Mitt Romney doesn’t need much of a convention bounce. But, it needs to be enough to put him ahead of Obama on September 10, the Monday after the Democrat’s Labor Day convention ends.
“‘A lot of people are giving him a second look’ at the convention, says Floyd Ciruli, a pollster in the swing state of Colorado, adding that Romney needs to take advantage ‘because all hell is going to break loose a week later.’ That’s when the Democratic convention opens in Charlotte.” (Susan Page, USA Today, 8-24-12)
Gallup reports that some increase in a presidential candidate’s position is expected after their party convention, but that the respective bounces can cancel each other out and the net increase often decays.

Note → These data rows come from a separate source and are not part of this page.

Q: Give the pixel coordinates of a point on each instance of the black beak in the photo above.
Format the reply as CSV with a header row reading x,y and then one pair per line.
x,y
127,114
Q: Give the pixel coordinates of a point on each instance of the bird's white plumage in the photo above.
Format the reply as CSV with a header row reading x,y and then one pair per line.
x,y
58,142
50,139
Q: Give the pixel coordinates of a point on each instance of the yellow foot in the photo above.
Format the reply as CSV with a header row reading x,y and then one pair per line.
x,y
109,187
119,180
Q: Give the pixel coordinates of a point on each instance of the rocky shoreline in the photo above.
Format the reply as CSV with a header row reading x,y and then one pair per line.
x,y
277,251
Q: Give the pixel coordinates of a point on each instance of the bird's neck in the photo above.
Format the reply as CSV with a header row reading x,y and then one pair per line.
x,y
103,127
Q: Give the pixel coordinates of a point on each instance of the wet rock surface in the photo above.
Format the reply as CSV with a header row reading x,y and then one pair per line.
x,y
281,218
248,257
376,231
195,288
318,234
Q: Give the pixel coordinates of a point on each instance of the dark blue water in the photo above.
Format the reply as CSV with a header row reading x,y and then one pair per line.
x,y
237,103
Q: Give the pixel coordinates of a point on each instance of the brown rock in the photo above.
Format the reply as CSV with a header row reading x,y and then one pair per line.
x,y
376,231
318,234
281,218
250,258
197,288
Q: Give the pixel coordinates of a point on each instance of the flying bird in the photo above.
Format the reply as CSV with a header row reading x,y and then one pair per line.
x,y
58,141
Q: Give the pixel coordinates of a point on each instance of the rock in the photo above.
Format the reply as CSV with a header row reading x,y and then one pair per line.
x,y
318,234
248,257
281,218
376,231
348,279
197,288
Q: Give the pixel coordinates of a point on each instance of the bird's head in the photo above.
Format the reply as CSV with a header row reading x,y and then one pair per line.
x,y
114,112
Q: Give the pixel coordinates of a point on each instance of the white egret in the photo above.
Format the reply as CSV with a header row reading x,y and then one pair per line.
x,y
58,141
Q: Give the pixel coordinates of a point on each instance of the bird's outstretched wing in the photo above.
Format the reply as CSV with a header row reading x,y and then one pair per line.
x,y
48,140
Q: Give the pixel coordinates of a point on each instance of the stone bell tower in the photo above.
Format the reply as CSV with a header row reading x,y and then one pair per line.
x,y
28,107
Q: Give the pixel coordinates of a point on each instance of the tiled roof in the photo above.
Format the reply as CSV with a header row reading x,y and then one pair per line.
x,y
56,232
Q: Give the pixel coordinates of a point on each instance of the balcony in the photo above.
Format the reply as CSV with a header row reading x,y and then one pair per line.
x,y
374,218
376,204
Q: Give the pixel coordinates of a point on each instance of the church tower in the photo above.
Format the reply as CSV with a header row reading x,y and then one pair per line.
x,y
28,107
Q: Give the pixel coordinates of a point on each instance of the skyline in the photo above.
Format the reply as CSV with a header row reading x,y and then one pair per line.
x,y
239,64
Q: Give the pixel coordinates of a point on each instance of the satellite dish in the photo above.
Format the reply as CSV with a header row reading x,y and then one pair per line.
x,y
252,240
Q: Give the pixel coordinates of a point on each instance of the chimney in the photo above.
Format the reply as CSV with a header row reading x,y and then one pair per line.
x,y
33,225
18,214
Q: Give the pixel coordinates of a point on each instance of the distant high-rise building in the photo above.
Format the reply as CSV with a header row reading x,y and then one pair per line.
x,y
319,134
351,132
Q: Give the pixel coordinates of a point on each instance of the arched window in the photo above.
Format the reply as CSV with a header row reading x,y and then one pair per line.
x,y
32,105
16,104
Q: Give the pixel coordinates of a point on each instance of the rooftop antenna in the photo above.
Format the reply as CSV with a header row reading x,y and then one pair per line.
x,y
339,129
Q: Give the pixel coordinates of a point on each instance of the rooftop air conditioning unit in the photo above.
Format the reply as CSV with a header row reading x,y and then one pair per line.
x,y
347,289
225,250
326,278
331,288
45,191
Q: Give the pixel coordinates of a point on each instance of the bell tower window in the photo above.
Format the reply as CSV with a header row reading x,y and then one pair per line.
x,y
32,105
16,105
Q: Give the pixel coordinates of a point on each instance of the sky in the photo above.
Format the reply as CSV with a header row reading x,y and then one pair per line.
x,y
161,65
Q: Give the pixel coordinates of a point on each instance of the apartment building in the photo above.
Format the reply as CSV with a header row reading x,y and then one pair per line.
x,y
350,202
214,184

Obama received a four-point bounce after this successful Democratic convention in 2008, but McCain exceeded it with six points after his Minnesota Convention and introduction of Sarah Palin. Needless to say, the bounce was short-term and collapsed under the weight of the Lehman Brothers bankruptcy on September 15 and Ms. Palin’s poor interview performances.
In the two most recent presidential re-elections, the ultimate winners – G.W. Bush in 2004 and Bill Clinton in 1996 – both beat their respective opponents’ convention bounces. John Kerry, in fact, lost ground after his convention (-1%) while Bush gained two points. Bill Clinton gained five points while Bob Dole gained three.
Given the continued closeness of this race, a good convention producing a bounce could be the difference. Romney probably has more room to move up, given he is less well-known than the President and has with some doubts to overcome, which Obama and his campaign have worked hard to raise.